The inhibitory effect of MXF on cytokine secretion from THP-1 cells also confirms our previous observations of MXF inhibition of the synthesis of proinflammatory cytokines in THP-1 cells and human peripheral blood monocytes stimulated with LPS-phorbol myristate acetate (Weiss et al, 2004) or Aspergillus fumigatus (Shalit et al, 2006). Additionally, MXF inhibited NF-κB and mitogen-activated protein kinase activation in THP-1 cells and in a human respiratory epithelial cell line (Weiss et al, 2004; Werber et al, 2005). Using a murine model of Candida pneumonia in immune-suppressed animals, we found that MXF exerted a protective anti-inflammatory effect, resulting in a marked decrease in bronchopneumonia and enhanced survival. This protective efficacy was associated with a significant reduction in IL-8 and TNF-α in lung homogenates and an inhibition of NF-κB nuclear mobilisation in alveolar macrophages and lung epithelial cells (Shalit et al, 2002).

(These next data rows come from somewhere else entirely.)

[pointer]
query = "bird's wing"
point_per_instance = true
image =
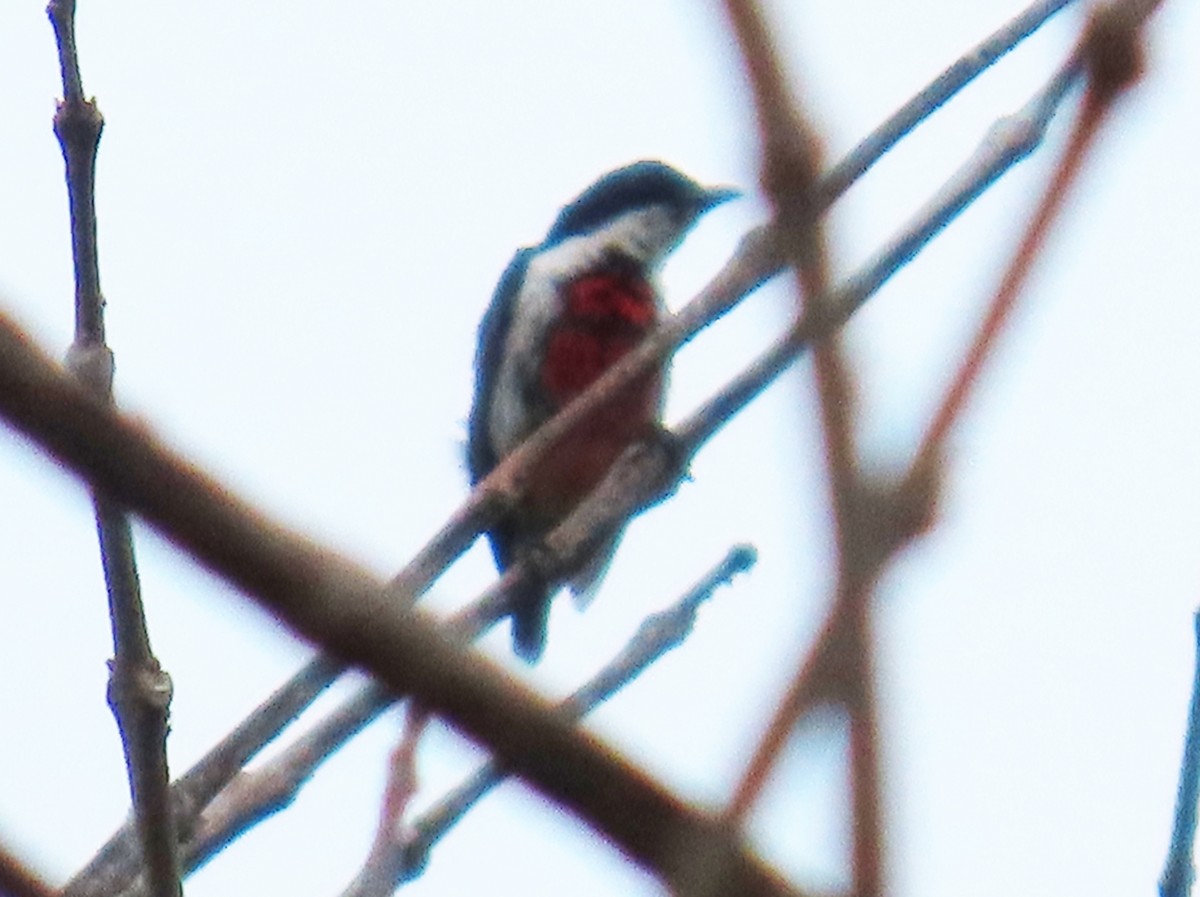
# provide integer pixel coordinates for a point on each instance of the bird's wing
(492, 332)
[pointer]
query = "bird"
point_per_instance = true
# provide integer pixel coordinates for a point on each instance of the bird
(562, 314)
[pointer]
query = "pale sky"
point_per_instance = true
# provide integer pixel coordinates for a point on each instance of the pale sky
(304, 209)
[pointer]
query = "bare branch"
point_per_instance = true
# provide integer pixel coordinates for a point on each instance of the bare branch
(327, 598)
(1179, 872)
(17, 880)
(138, 688)
(759, 262)
(405, 858)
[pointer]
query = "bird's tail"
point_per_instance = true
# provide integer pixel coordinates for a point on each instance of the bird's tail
(529, 613)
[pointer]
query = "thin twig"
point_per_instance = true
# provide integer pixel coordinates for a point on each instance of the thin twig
(119, 861)
(138, 687)
(473, 516)
(407, 856)
(17, 880)
(1179, 872)
(340, 606)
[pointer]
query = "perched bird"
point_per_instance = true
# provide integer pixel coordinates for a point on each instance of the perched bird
(563, 313)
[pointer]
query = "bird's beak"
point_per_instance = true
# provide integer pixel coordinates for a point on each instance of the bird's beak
(715, 196)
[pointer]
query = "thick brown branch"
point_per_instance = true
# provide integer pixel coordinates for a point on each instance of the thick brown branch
(138, 687)
(340, 606)
(115, 865)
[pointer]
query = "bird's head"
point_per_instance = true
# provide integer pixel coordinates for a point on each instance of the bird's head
(647, 208)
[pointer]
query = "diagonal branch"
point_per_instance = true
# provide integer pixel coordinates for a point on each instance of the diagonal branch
(328, 600)
(397, 860)
(138, 687)
(114, 865)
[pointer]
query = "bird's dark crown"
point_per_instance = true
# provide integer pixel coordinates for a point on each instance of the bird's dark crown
(636, 186)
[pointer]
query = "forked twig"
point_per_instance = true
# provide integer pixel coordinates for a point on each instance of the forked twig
(197, 788)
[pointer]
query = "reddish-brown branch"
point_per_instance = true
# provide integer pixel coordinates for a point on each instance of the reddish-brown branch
(138, 688)
(340, 606)
(117, 862)
(17, 880)
(1110, 50)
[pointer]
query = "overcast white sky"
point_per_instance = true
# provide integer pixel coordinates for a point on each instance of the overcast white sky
(303, 211)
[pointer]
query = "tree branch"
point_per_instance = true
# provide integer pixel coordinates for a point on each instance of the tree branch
(138, 687)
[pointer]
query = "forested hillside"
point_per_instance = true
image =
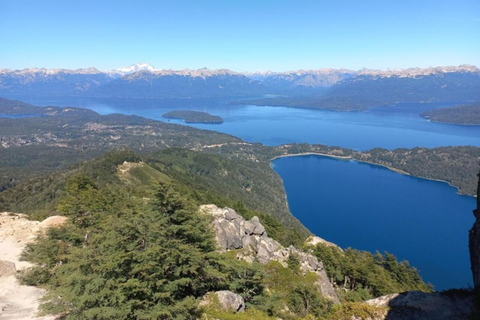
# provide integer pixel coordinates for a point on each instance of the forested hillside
(135, 247)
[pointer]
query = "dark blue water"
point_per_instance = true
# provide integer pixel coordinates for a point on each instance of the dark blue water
(352, 204)
(390, 127)
(371, 208)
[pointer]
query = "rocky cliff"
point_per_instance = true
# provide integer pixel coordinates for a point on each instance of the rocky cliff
(474, 243)
(233, 232)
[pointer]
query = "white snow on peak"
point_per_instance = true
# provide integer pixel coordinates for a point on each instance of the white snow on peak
(136, 68)
(414, 72)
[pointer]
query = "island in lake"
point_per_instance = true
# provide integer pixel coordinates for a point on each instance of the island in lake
(193, 116)
(464, 114)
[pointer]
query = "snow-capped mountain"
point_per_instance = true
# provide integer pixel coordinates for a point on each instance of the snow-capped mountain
(135, 68)
(144, 80)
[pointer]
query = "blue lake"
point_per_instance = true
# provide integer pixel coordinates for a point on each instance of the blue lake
(353, 204)
(387, 127)
(369, 207)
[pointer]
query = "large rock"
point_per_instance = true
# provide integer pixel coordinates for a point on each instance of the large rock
(233, 232)
(416, 305)
(474, 243)
(7, 268)
(228, 300)
(314, 240)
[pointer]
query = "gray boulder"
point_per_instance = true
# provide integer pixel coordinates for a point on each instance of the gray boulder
(7, 268)
(233, 232)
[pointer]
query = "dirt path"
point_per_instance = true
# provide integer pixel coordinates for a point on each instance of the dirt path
(19, 301)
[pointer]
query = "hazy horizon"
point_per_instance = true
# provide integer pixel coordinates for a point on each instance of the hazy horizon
(243, 71)
(246, 36)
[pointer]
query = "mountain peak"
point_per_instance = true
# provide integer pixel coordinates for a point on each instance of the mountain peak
(141, 66)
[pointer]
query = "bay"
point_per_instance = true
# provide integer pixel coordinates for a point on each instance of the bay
(399, 126)
(369, 207)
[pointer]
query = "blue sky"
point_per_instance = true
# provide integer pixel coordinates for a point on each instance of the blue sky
(239, 35)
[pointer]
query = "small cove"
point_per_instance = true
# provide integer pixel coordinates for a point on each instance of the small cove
(369, 207)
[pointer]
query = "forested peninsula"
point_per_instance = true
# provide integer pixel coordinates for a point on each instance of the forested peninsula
(135, 244)
(468, 114)
(193, 116)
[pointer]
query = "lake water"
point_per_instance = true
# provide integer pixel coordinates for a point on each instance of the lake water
(352, 204)
(391, 127)
(371, 208)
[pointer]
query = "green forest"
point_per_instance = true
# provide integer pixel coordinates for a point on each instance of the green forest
(135, 247)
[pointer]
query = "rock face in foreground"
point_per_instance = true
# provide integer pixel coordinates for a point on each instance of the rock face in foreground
(16, 231)
(233, 232)
(474, 243)
(416, 305)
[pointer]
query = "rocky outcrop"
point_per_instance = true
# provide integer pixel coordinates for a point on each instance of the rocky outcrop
(474, 243)
(416, 305)
(314, 240)
(7, 268)
(233, 232)
(226, 299)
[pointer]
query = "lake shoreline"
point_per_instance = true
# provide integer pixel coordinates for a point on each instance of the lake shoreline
(371, 163)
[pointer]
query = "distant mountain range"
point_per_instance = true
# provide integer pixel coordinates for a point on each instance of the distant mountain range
(461, 83)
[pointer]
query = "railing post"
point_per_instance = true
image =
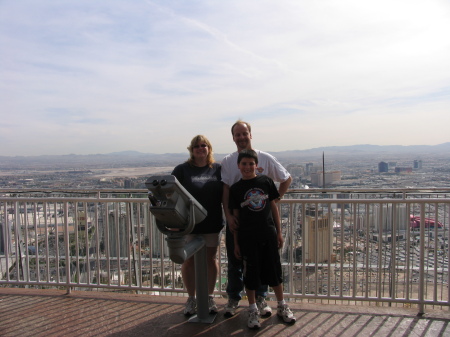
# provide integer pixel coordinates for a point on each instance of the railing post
(67, 249)
(421, 293)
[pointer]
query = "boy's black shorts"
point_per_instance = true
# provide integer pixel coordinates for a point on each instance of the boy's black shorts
(261, 258)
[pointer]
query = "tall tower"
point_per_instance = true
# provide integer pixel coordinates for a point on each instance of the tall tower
(317, 236)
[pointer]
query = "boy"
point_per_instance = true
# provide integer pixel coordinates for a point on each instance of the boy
(258, 238)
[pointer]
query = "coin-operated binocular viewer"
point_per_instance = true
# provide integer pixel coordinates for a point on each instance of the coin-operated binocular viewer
(176, 213)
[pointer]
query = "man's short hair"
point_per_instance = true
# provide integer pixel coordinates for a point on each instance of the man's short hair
(248, 153)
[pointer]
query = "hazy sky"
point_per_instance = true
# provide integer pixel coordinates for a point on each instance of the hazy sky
(86, 77)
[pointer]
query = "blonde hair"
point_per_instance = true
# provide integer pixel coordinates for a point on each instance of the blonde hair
(240, 121)
(200, 139)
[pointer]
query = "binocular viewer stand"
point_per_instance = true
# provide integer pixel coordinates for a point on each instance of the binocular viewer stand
(176, 213)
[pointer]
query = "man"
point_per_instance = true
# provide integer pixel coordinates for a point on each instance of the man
(268, 165)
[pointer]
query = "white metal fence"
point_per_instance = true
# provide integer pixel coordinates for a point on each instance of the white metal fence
(380, 247)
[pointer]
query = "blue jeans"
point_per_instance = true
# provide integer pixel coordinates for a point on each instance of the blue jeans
(235, 284)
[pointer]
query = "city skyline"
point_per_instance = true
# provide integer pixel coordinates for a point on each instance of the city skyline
(89, 77)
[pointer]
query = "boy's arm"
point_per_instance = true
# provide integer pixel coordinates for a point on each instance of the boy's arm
(237, 249)
(231, 219)
(276, 219)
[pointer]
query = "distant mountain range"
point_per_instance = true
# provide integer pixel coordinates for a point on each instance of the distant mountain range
(135, 158)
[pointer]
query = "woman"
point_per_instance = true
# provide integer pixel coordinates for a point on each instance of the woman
(201, 177)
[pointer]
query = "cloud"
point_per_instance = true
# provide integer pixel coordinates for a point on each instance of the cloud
(151, 75)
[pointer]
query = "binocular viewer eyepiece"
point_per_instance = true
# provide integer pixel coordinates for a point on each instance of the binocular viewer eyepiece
(176, 211)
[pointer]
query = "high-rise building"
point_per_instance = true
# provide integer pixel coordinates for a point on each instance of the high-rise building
(309, 167)
(383, 167)
(330, 177)
(317, 236)
(417, 164)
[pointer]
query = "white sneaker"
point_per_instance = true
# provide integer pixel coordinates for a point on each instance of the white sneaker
(253, 319)
(263, 308)
(284, 312)
(190, 307)
(230, 309)
(212, 306)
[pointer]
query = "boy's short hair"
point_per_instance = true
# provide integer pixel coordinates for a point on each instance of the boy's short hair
(248, 154)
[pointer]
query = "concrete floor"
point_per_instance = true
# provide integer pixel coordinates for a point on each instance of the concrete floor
(35, 312)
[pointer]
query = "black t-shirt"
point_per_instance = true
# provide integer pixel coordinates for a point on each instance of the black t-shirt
(252, 197)
(205, 185)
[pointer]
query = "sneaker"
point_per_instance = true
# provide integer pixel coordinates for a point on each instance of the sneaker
(190, 307)
(212, 305)
(230, 309)
(263, 308)
(253, 319)
(284, 312)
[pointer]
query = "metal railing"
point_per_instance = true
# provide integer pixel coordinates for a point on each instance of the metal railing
(383, 247)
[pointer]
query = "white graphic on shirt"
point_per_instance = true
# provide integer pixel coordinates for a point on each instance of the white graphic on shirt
(255, 199)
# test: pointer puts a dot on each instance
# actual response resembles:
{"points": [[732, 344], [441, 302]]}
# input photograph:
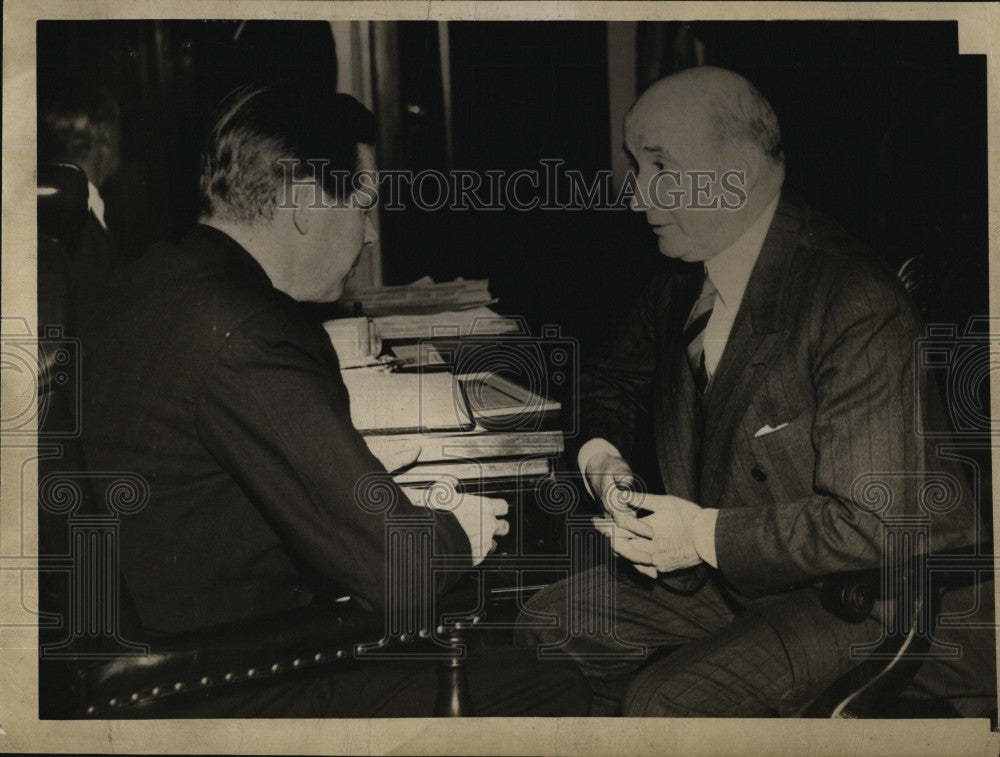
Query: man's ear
{"points": [[300, 208], [750, 164]]}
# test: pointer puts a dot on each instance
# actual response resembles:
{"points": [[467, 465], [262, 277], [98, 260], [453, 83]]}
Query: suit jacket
{"points": [[824, 342], [216, 388]]}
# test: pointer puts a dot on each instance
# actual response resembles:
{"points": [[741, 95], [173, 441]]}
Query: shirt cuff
{"points": [[703, 533], [590, 450]]}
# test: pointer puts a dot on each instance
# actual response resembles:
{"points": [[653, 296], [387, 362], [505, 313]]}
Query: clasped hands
{"points": [[481, 518], [660, 542]]}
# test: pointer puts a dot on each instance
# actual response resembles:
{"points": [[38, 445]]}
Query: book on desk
{"points": [[481, 430]]}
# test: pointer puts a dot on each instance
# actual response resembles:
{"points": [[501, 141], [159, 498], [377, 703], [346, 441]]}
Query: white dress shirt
{"points": [[730, 272], [95, 203]]}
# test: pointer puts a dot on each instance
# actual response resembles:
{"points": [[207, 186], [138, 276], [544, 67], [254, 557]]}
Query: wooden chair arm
{"points": [[325, 634]]}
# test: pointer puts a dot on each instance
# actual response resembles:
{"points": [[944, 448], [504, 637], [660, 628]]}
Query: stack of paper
{"points": [[480, 321], [422, 296]]}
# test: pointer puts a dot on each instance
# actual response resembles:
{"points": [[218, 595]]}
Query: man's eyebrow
{"points": [[658, 150]]}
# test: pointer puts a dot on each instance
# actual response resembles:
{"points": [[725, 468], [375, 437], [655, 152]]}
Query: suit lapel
{"points": [[758, 335], [678, 417]]}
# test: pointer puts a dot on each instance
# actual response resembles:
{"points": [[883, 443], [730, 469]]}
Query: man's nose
{"points": [[371, 235], [638, 202]]}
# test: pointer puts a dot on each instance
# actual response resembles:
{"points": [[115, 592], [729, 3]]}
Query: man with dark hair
{"points": [[778, 368], [78, 123], [204, 374]]}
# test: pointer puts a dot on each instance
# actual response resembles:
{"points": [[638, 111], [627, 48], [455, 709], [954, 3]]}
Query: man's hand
{"points": [[610, 479], [479, 517], [393, 453], [660, 542]]}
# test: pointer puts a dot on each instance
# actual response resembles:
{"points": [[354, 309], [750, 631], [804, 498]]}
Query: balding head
{"points": [[708, 152]]}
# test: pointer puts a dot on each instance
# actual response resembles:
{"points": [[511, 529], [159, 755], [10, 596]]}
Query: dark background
{"points": [[884, 126], [883, 123]]}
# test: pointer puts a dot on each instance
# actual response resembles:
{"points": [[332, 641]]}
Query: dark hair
{"points": [[259, 129], [749, 117], [68, 115]]}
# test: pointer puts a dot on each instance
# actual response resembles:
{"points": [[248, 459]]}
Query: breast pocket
{"points": [[785, 437], [782, 463]]}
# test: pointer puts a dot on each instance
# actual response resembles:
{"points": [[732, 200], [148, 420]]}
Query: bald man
{"points": [[778, 369]]}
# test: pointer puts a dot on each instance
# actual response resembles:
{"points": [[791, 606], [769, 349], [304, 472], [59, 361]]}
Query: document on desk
{"points": [[392, 403]]}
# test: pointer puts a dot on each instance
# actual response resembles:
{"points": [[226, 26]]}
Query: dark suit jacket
{"points": [[215, 387], [824, 342]]}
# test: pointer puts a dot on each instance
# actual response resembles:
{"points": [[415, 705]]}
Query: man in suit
{"points": [[777, 365], [204, 374], [79, 123]]}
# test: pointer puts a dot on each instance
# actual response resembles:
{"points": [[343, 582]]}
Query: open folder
{"points": [[394, 403]]}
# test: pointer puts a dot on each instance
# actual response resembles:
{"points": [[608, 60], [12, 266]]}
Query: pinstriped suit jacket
{"points": [[824, 342]]}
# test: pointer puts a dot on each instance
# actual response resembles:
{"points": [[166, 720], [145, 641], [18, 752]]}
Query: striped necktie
{"points": [[694, 333]]}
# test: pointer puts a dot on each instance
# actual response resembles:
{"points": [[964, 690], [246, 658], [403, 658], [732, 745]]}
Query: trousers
{"points": [[647, 649]]}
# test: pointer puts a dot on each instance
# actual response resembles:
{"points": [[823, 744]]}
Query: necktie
{"points": [[694, 333]]}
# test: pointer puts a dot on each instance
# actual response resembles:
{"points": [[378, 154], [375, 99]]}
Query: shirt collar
{"points": [[96, 204], [730, 270]]}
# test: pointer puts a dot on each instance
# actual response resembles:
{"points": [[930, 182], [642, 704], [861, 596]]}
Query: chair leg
{"points": [[454, 698]]}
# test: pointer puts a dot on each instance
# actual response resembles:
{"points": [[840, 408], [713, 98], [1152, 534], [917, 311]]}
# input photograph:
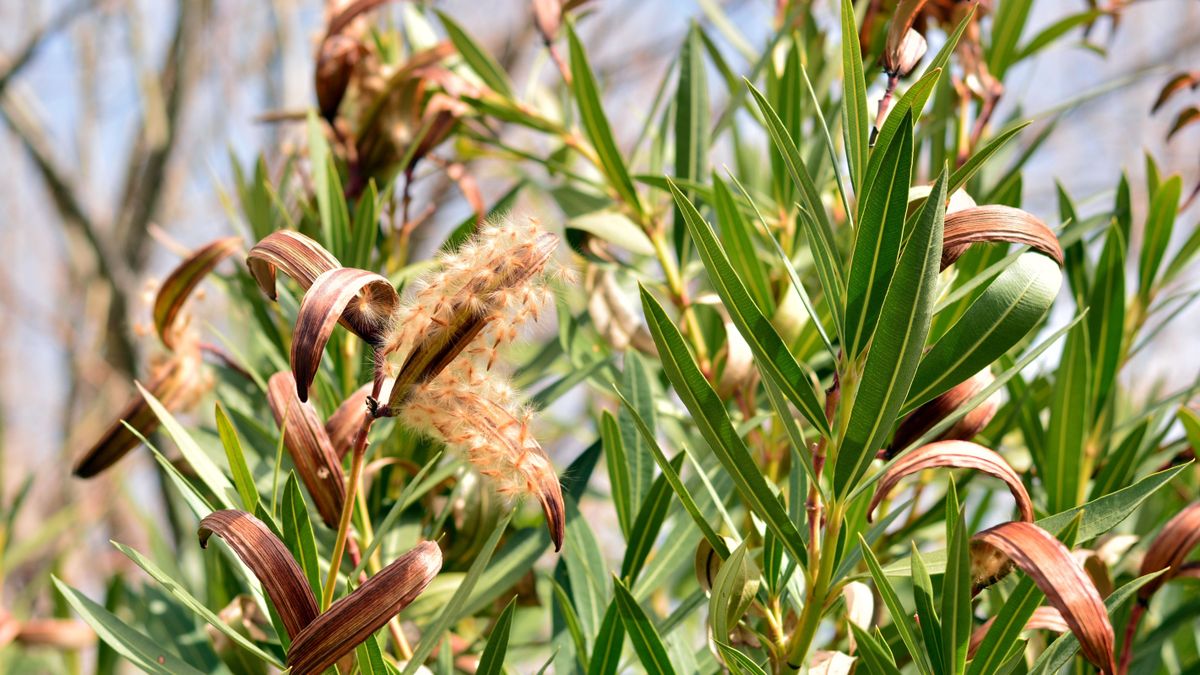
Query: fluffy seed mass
{"points": [[495, 285]]}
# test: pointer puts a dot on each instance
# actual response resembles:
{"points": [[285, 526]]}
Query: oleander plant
{"points": [[790, 381]]}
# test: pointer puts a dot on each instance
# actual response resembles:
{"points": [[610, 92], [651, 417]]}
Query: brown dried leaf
{"points": [[345, 423], [354, 617], [898, 30], [298, 256], [183, 280], [173, 383], [996, 223], [310, 447], [953, 454], [1065, 584], [1187, 117], [331, 294], [1179, 83], [1043, 619], [925, 417], [270, 561], [1170, 548]]}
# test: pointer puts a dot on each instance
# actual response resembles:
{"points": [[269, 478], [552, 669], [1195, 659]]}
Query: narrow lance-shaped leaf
{"points": [[357, 616], [953, 454], [183, 280], [771, 353], [895, 348], [1065, 583], [856, 125], [877, 239], [270, 561], [714, 424]]}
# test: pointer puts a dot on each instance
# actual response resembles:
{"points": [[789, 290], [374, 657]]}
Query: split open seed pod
{"points": [[270, 561], [305, 437], [953, 454], [175, 383], [1065, 583], [996, 223], [354, 617], [918, 422], [1170, 548]]}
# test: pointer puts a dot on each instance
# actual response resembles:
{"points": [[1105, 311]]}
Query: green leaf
{"points": [[491, 662], [677, 484], [1061, 651], [900, 616], [208, 472], [929, 623], [856, 124], [1069, 423], [451, 614], [772, 357], [737, 236], [1006, 31], [873, 653], [1159, 225], [573, 625], [143, 651], [298, 532], [606, 652], [483, 64], [647, 643], [648, 525], [618, 472], [1002, 315], [193, 604], [813, 215], [595, 124], [738, 662], [370, 657], [586, 568], [713, 422], [881, 230], [895, 348], [690, 123], [1105, 318], [241, 476], [636, 386], [955, 589], [733, 590]]}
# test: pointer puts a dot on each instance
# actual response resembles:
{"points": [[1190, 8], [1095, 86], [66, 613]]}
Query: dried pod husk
{"points": [[244, 615], [309, 446], [906, 55], [367, 302], [1177, 83], [270, 561], [996, 223], [354, 617], [1043, 619], [345, 423], [181, 281], [859, 607], [918, 422], [291, 252], [1170, 548], [1065, 584], [953, 454], [177, 382]]}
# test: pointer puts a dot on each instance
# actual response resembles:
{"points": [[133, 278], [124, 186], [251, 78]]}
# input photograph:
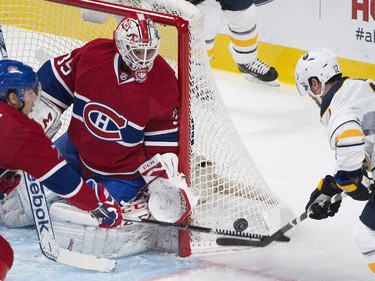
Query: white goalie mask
{"points": [[137, 41], [321, 64]]}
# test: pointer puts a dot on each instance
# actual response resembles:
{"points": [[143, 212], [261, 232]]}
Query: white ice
{"points": [[283, 133]]}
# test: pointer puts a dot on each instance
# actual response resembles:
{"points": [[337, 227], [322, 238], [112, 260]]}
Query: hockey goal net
{"points": [[211, 152]]}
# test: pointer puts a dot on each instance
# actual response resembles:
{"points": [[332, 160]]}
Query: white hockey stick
{"points": [[3, 49], [47, 241], [265, 240]]}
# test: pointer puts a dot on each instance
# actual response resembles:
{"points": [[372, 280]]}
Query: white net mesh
{"points": [[231, 186]]}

Nuclear factor-κB is a well-known mediator of inflammatory cytokines (Won et al, 2005), and it was shown to be activated during apoptosis following cell incubation with a variety of agents including VP-16 (Usami et al, 1998). Based on our previous and current observations, it seems plausible that MXF decreases VP-16-induced proinflammatory cytokine secretion in THP-1 cells via inhibition of NF-κB activation.

In summary, this study demonstrates an important role for MXF in enhancing the cytotoxic effects of VP-16 whereas, at the same time, decreasing VP-16-induced proinflammatory cytokine secretion from cells, which may be harmful during chemotherapeutic treatment. Our results suggest that MXF may be a valuable new addition to chemotherapeutic armamentarium, simultaneously improving the cytotoxic activity while reducing the side effects of VP-16 and similar agents.